Kanu paints a stark picture of the overcrowding in Indian prisons, describing Jehanabad, which held more than double its intended capacity.
“There was no place to sleep. In my first barrack, 180 prisoners were crammed into a space meant for just 40. We devised a system to survive. Fifty of us would sleep for four hours while the others sat, waiting and chatting in the dark. When the four hours were up, another group would take their turn. That’s how we endured life inside those walls.”
In 2005, Kanu escaped during the infamous jailbreak.
“We were waiting for dinner when gunfire erupted. Bombs, bullets – it was chaos,” he recalls. “The Maoists stormed in, yelling for us to flee. Everyone ran into the darkness. Should I have stayed behind and been killed?”
Many doubt the simplicity of Kanu’s claims.
“It wasn’t as simple as he makes it sound,” said a police officer. “Why was dinner being prepared late in the evening when it was usually cooked and served at dusk, with the cells locked up early? That alone raised suspicions of inside collusion.”
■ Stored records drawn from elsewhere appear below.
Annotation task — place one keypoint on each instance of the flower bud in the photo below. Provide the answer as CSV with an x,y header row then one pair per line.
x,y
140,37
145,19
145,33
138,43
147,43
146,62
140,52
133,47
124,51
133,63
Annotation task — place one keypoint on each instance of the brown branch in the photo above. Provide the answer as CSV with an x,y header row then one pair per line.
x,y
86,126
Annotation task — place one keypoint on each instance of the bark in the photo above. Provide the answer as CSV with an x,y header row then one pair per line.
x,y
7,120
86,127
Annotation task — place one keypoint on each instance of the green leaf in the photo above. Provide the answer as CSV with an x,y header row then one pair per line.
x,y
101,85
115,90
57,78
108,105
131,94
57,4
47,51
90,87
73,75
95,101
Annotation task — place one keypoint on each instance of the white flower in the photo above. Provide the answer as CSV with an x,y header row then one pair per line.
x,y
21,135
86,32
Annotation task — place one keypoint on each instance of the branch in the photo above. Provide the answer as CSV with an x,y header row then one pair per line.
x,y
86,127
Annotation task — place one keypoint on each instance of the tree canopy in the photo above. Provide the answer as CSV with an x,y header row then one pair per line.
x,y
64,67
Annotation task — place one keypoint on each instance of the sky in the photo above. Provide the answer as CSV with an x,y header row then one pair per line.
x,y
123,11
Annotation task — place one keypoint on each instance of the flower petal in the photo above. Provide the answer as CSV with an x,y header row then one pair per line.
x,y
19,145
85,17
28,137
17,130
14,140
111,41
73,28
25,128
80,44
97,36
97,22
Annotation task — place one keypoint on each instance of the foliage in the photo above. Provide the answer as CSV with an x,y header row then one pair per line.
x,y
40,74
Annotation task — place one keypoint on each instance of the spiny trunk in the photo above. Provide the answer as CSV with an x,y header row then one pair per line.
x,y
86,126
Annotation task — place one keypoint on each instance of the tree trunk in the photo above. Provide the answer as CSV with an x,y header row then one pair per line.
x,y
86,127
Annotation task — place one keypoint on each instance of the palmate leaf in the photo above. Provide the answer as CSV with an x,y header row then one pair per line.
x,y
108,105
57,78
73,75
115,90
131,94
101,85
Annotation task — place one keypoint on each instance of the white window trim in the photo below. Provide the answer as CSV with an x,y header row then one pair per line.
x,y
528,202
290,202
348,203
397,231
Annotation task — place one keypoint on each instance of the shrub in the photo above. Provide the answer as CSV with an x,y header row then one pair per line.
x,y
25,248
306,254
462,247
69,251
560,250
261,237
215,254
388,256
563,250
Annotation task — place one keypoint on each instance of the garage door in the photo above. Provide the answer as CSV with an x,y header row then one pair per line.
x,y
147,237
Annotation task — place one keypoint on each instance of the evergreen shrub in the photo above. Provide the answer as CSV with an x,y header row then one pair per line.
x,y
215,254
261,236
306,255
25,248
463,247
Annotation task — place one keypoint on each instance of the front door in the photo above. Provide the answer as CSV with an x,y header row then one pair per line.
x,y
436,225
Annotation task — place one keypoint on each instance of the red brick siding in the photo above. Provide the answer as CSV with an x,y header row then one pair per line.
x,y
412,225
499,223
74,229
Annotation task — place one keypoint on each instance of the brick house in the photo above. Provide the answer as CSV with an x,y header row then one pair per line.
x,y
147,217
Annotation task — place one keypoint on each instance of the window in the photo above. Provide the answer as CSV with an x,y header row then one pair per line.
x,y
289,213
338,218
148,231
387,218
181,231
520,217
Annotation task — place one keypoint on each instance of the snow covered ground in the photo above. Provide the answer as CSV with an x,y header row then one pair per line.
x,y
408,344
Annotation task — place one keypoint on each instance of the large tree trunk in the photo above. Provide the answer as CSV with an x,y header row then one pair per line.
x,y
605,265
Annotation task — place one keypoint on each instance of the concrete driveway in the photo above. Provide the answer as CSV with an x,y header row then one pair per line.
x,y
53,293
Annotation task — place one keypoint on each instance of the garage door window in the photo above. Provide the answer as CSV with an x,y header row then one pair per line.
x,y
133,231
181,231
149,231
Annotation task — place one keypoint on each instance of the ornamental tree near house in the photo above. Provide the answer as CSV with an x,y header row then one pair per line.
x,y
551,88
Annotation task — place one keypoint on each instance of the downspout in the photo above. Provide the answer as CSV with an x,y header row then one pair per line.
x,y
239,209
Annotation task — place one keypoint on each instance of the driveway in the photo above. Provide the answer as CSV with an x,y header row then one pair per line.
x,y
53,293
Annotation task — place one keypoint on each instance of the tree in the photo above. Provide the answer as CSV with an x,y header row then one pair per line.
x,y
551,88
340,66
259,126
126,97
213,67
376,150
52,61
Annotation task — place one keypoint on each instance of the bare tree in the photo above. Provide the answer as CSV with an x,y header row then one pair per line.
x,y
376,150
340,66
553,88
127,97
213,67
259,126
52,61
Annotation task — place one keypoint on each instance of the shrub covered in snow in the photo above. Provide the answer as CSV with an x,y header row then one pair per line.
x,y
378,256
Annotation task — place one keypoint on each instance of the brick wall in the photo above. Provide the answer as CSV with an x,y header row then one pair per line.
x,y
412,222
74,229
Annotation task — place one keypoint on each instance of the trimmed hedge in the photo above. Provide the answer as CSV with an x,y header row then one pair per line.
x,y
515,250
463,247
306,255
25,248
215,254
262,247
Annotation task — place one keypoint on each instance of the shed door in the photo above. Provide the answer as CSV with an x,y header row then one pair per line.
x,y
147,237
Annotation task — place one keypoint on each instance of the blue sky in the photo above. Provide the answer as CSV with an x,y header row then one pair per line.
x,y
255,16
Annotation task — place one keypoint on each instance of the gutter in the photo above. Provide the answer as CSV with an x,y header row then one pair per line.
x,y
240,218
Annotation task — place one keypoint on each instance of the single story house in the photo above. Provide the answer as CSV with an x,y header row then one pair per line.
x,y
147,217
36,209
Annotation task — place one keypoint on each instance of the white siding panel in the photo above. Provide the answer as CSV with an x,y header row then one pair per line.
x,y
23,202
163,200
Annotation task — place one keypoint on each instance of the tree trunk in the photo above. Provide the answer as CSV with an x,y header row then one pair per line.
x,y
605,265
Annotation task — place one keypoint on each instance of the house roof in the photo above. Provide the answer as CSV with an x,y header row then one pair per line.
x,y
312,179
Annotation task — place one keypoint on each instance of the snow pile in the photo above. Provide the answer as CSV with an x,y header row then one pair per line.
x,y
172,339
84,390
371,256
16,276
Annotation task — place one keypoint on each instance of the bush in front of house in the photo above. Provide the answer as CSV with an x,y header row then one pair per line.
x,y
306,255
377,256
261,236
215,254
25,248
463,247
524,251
Interestingly many of of the prisoners who escaped were back in jail by mid-December – some voluntarily, others not. None of the rebels returned.
When I asked Kanu whether he masterminded the escape, he smiled. “The Maoists freed us – it’s their job to liberate,” he said.
But when pressed again, Kanu fell silent.
The irony deepened as he finally shared a story from prison.
A police officer had once asked him if he was planning another escape.
“Sir, does a thief ever tell you what he’s going to steal?” Kanu replied wryly.
His words hung in the air, coming from a man who insists he had no part in planning the jailbreak.